I've just finished watching "Who Do You Think You Are?" where Blair Underwood was researching his ancestry. While trying not to be too critical of the genealogists who were doing his research, who were white, I do think that he might have been better served to have had at least some input from a black genealogists because the research that was done for him seems to have been through the eyes of people who jumped to a lot of conclusions, and just stopped. For his ancestors who were concluded to have been slaves and couldn't be found in the census prior to 1870, there was no mention of the fact or at least no attempt to try to determine who the slaveowners may have been, in which case it may have been possible to find earlier records of his ancestors through the slaveowners.
But most telling was the findings that he had free ancestors who were SCOTTs and HUMBLES and that they had been free at least before 1806. If the persons who researched for him had bothered to check out Paul Heinegg's work, they would have found that the SCOTTs were free people of color for an awfully long time.
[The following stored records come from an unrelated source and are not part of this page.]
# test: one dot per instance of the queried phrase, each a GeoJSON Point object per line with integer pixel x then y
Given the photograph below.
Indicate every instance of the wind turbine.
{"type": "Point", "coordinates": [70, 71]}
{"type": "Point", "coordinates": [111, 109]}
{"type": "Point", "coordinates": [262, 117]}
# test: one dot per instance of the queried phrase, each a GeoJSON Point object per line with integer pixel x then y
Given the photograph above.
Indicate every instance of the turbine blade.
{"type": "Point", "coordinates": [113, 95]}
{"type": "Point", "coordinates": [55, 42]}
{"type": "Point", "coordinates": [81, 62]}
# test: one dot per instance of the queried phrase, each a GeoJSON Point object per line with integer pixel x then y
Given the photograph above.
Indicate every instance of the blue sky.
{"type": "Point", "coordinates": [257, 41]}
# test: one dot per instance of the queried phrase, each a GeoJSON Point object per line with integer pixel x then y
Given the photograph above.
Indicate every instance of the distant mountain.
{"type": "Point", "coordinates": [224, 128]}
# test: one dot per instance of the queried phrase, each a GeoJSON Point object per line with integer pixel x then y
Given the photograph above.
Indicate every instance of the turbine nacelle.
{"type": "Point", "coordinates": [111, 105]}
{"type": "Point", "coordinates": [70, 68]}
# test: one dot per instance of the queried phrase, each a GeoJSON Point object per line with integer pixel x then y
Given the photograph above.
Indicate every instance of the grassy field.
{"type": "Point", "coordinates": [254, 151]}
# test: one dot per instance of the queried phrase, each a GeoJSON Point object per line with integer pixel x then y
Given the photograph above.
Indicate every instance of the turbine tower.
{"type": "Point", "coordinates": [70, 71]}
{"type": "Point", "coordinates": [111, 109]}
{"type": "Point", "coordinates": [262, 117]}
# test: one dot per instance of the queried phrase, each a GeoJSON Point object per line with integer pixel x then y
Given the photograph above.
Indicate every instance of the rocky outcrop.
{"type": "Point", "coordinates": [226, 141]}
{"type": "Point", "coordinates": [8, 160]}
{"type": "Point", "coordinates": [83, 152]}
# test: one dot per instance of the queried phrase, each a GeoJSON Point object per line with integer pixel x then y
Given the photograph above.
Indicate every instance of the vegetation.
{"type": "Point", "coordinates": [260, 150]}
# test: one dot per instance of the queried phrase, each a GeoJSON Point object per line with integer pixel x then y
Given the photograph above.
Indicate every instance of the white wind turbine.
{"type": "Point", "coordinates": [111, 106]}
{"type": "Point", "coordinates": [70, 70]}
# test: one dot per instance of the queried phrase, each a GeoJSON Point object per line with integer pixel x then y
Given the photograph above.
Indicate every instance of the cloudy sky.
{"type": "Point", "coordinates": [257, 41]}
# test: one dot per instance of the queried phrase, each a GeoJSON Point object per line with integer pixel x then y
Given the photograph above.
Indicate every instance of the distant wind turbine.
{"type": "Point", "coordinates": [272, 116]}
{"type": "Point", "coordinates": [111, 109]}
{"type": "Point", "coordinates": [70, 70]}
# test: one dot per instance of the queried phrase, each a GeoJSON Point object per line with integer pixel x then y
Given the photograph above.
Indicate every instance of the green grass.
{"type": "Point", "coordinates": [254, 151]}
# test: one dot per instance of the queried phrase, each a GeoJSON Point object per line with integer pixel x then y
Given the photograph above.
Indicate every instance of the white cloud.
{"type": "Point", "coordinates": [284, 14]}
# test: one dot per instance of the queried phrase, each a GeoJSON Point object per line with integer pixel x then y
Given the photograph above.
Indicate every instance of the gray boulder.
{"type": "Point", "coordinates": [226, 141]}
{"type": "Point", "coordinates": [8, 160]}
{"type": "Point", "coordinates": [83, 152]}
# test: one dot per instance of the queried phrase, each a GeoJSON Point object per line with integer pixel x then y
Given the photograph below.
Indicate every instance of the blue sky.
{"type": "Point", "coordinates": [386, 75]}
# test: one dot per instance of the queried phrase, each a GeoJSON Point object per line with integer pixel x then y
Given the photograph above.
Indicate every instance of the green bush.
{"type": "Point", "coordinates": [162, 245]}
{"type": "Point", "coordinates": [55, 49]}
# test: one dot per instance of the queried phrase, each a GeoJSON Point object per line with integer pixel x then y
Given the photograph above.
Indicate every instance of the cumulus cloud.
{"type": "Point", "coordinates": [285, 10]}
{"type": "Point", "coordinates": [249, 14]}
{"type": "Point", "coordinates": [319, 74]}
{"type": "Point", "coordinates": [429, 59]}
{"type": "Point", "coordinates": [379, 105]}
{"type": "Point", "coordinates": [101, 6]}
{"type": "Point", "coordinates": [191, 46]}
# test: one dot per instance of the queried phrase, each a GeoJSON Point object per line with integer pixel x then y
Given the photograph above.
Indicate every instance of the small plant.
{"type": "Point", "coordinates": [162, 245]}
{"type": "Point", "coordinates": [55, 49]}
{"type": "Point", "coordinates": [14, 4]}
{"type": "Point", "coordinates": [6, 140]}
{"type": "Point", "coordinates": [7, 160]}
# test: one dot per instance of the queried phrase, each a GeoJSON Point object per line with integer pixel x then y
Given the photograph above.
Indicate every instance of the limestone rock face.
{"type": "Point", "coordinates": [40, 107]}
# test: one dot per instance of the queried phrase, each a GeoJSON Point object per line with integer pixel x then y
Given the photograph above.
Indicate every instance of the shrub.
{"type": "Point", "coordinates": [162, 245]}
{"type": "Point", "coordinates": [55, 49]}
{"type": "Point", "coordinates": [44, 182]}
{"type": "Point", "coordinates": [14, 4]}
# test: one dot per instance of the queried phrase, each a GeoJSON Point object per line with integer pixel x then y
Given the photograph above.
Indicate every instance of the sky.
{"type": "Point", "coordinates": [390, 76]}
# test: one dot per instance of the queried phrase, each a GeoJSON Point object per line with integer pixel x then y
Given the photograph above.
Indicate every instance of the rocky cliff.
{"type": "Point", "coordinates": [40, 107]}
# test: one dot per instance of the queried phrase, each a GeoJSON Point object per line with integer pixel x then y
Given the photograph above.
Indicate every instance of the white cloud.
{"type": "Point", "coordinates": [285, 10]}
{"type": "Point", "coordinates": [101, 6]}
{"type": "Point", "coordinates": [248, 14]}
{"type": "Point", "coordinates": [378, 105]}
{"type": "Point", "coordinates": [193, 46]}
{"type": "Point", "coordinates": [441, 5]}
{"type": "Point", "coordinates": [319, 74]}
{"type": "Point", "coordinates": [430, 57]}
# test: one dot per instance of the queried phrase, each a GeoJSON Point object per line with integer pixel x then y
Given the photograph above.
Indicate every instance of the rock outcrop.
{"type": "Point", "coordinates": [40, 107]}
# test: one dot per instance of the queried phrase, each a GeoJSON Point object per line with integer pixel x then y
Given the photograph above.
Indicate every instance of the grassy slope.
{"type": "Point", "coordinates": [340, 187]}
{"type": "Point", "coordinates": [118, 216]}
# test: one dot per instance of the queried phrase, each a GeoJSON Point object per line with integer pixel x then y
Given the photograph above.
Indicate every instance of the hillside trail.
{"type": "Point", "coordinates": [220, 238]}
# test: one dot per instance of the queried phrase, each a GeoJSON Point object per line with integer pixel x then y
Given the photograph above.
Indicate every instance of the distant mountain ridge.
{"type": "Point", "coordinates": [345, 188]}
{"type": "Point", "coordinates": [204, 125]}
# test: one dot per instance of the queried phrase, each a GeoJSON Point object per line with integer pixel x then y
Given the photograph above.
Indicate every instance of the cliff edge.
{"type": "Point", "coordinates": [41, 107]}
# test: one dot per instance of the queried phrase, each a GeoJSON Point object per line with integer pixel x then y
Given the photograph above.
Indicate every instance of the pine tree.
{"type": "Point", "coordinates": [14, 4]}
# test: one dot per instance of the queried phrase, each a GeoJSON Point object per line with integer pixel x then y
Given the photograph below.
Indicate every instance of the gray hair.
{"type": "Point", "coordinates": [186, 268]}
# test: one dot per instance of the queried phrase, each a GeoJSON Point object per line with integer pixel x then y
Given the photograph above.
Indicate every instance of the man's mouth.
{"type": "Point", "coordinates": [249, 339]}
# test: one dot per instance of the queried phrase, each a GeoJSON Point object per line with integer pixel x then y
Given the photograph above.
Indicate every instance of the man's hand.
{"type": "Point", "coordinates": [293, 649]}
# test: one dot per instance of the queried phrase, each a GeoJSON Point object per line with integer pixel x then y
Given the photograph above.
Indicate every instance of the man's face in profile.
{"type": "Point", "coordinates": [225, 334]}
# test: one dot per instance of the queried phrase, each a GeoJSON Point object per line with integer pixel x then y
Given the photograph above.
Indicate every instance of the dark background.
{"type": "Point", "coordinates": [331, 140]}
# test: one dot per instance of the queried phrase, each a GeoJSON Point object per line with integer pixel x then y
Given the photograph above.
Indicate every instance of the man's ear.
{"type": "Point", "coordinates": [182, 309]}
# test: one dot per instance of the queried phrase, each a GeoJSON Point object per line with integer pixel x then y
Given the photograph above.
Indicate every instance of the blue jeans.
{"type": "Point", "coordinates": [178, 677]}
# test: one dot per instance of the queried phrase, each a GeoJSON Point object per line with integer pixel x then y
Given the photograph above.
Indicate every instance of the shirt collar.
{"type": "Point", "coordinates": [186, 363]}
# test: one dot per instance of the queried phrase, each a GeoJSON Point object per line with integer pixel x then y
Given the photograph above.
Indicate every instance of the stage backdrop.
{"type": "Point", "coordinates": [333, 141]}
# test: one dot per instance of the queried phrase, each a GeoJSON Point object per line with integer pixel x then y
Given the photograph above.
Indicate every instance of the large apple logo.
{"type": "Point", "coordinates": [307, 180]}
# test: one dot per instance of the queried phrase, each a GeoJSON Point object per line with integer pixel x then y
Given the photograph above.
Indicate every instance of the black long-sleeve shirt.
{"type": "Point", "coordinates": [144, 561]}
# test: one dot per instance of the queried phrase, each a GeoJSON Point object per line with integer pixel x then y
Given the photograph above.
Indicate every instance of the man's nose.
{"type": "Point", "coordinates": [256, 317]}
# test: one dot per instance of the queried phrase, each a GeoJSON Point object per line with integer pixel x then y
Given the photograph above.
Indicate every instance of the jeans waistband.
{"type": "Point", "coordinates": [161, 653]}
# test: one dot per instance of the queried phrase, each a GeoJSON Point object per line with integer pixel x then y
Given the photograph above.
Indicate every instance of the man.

And more importantly, the HUMBLES family were free at least from the 1740's, and in fact, that the "Tabby HUMBLE" of Amherst Co., VA, that was Underwood's ancestor, was even mentioned specifically in Paul's work as "Taba HUMBLES" and was very likely to have been the daughter of Martha HUMBLES, a free woman of color who lived in Amherst Co.
I don't expect the show to be perfect, but it certainly would help if they would provide more thorough research methods for the black celebrities they are researching by having some input from black genealogists who would know that there is more to it than just stopping at that 1870 brickwall and who know about more resources than what is being shown.